Corriere 11.1.16
La lotta per la terra Nella Russia di Stalin
risponde Sergio Romano
Nel
 libro Tutto scorre... di Vasilij Grossman si narra della grande 
carestia del 1932 seguita alla collettivizzazione forzata voluta da 
Stalin che generò migliaia di vittime per la fame e per le persecuzioni 
contro i kulaki. Chi erano costoro? Nel libro si ricorda altresì 
l’esecuzione di una donna accusata di aver divorato per fame addirittura
 i suoi figli. Ci vuole descrivere questo tremendo scenario e il suo 
perché?
Franco Griffini
Caro Griffini,
A 
lle origini della grande carestia ucraina del 1932 e dei suoi orrori vi è
 la crisi d’identità del regime rivoluzionario alla fine degli anni 
Venti. La Nep (Nuova politica economica) aveva creato una parziale 
economia di mercato e salvato il Paese dalla fame. Ma poneva alla 
direzione del partito una domanda a cui era indispensabile dare 
risposta. Poteva la Russia continuare su quella strada senza rinunciare 
ai principi della Rivoluzione d’Ottobre? Se l’ondata rivoluzionaria 
avesse travolto la Germania e altri Paesi capitalisti, secondo le 
previsioni e le speranze di Lenin, il quadro sarebbe stato molto più 
promettente. Ma tutte le crisi rivoluzionarie dell’Occidente, dalla 
guerra civile tedesca e ungherese al biennio rosso italiano, si erano 
risolte con la vittoria dei «partiti dell’ordine». Dal grande dibattito 
che infiammò il partito russo alla fine degli anni Venti, uscì vincente 
la proposta del successore di Lenin. Eletto alla segreteria generale del
 partito nel 1927, Stalin lanciò il 1° ottobre 1928 un piano 
quinquennale per l’industrializzazione del Paese e la collettivizzazione
 dell’agricoltura. L’industrializzazione dette risultati straordinari. 

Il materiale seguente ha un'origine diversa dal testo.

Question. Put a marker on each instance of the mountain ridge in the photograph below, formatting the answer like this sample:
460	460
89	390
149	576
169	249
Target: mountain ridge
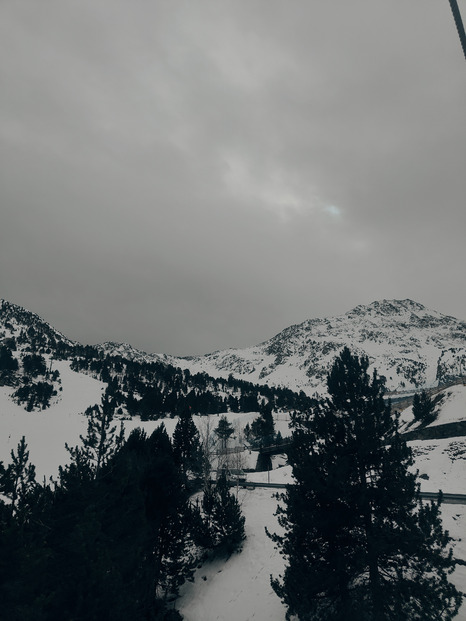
411	345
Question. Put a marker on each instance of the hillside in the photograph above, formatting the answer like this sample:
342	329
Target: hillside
410	345
140	384
238	589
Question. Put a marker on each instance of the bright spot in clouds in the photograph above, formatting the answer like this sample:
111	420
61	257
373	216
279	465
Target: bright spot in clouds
333	210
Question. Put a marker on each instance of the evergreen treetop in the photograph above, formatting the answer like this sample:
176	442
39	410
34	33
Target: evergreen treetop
358	542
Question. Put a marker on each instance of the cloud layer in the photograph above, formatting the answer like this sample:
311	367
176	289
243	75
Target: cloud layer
193	176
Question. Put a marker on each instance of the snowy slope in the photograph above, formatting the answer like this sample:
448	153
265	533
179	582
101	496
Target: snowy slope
407	343
451	408
238	590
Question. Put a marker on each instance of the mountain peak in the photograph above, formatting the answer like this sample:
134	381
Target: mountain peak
389	307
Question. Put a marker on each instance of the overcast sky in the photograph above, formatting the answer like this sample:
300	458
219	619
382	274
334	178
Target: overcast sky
193	175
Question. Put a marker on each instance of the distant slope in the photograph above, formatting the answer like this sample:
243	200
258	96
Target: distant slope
407	343
411	346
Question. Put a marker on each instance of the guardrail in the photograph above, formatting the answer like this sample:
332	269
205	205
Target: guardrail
448	499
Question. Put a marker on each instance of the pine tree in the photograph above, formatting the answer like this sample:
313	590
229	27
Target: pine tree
423	406
186	446
101	442
358	542
224	431
227	520
18	481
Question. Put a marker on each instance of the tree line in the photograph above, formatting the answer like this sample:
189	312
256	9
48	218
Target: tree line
358	542
122	528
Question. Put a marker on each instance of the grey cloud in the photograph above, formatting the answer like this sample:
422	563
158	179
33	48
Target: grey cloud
167	169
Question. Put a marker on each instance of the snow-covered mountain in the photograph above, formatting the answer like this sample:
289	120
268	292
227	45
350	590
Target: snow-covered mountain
21	328
410	345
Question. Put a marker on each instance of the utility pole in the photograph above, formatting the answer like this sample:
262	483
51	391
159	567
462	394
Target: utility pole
459	24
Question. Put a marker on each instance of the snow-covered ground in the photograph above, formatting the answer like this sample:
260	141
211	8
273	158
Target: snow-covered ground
451	409
239	589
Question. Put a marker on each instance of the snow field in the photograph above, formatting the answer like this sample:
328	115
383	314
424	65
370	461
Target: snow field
238	589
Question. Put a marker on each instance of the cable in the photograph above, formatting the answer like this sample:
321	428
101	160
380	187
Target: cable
459	24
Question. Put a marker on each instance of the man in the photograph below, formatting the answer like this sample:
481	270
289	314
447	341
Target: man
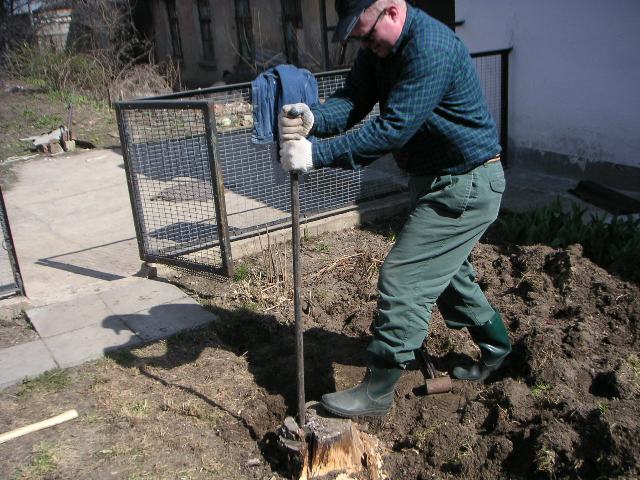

Creò una classe operaia che sarebbe stata da allora la spina dorsale del
 regime e fece della Russia la seconda potenza industriale del mondo 
dopo gli Stati Uniti. Per dieci anni, dal 1929, il tasso medio di 
crescita industriale oscillò fra il 12 e il 14%. Nell’agricoltura invece
 il regime dovette scontrarsi con la resistenza dei coltivatori ucraini 
che avevano conquistato il diritto di proprietà negli anni precedenti e 
non intendevano perderlo. Erano chiamati kulaki (dal russo kulak, pugno)
 per la loro combattiva tenacia. Per piegarli alla sua volontà, il 
regime inviò nella regione 27.000 attivisti del partito. Uno di essi era
 un giovanissimo ingegnere sovietico, destinato a divenire il più 
longevo ministro degli Esteri dell’Urss. Nelle sue memorie, apparse in 
Italia nel 1989, Andrej Gromyko ricorda con orgoglio quel periodo della 
sua vita.Vi furono molti episodi di violenza da entrambe le parti. 

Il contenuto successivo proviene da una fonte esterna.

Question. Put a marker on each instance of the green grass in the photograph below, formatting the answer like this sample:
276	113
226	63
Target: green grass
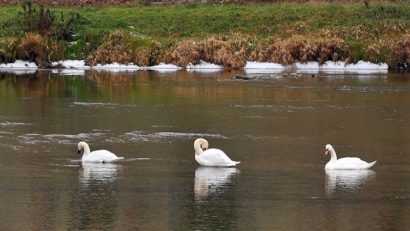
256	19
352	22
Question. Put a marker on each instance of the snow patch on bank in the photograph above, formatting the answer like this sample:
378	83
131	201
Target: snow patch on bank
78	67
71	64
163	67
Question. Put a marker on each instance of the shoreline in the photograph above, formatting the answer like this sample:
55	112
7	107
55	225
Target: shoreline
79	67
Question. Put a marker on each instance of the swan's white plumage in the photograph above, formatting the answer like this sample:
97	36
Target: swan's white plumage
346	162
211	157
98	156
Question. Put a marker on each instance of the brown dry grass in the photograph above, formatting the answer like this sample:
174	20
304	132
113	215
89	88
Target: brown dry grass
400	54
33	47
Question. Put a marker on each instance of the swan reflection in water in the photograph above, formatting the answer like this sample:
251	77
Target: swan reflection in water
98	172
211	181
347	180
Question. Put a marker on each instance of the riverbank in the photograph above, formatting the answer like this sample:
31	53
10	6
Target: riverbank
225	35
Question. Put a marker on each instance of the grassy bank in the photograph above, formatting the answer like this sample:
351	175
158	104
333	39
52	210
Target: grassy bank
224	34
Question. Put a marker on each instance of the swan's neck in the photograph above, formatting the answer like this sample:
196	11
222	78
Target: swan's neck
333	156
198	149
86	150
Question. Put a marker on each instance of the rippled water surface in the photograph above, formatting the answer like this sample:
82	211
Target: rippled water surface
277	126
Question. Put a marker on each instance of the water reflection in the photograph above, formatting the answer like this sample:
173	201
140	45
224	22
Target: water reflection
97	197
98	173
347	180
211	181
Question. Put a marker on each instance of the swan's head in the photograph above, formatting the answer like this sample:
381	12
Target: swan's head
328	148
81	145
200	145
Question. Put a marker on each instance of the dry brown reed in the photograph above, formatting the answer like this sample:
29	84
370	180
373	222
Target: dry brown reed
300	49
400	54
185	53
33	47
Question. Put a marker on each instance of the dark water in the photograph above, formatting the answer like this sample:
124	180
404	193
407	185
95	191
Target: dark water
276	127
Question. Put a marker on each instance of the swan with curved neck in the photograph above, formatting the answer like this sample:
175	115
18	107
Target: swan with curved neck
98	156
346	162
211	157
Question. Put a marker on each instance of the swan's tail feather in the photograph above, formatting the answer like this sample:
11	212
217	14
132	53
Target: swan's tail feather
371	164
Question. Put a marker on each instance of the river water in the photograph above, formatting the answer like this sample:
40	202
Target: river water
276	126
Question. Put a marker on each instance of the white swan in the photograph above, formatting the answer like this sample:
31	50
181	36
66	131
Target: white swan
100	156
346	162
211	157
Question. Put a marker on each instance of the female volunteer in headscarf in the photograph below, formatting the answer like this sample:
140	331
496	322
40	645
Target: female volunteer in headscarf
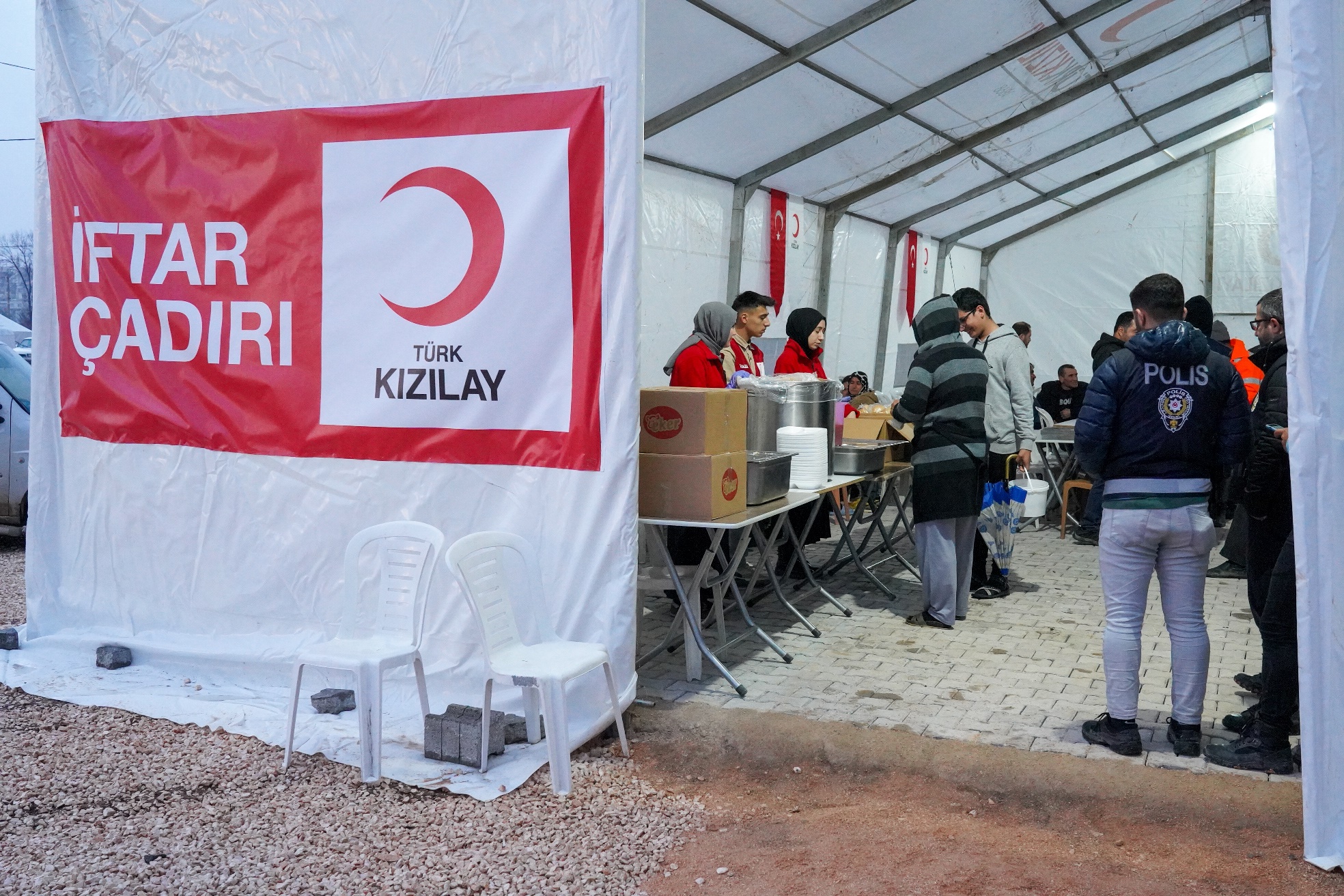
807	329
698	362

L’arma dei contadini fu la distruzione di milioni di mucche e cavalli; 
quella dello Stato sovietico furono le esecuzioni sommarie e 
l’internamento nei campi di concentramento. Ma il maggiore fattore di 
morte fu il crollo della produzione agricola, aggravato dalla siccità 
del 1931 e del 1932. Come negli anni della guerra civile, dopo la fine 
della Grande guerra, gli episodi di cannibalismo furono numerosi.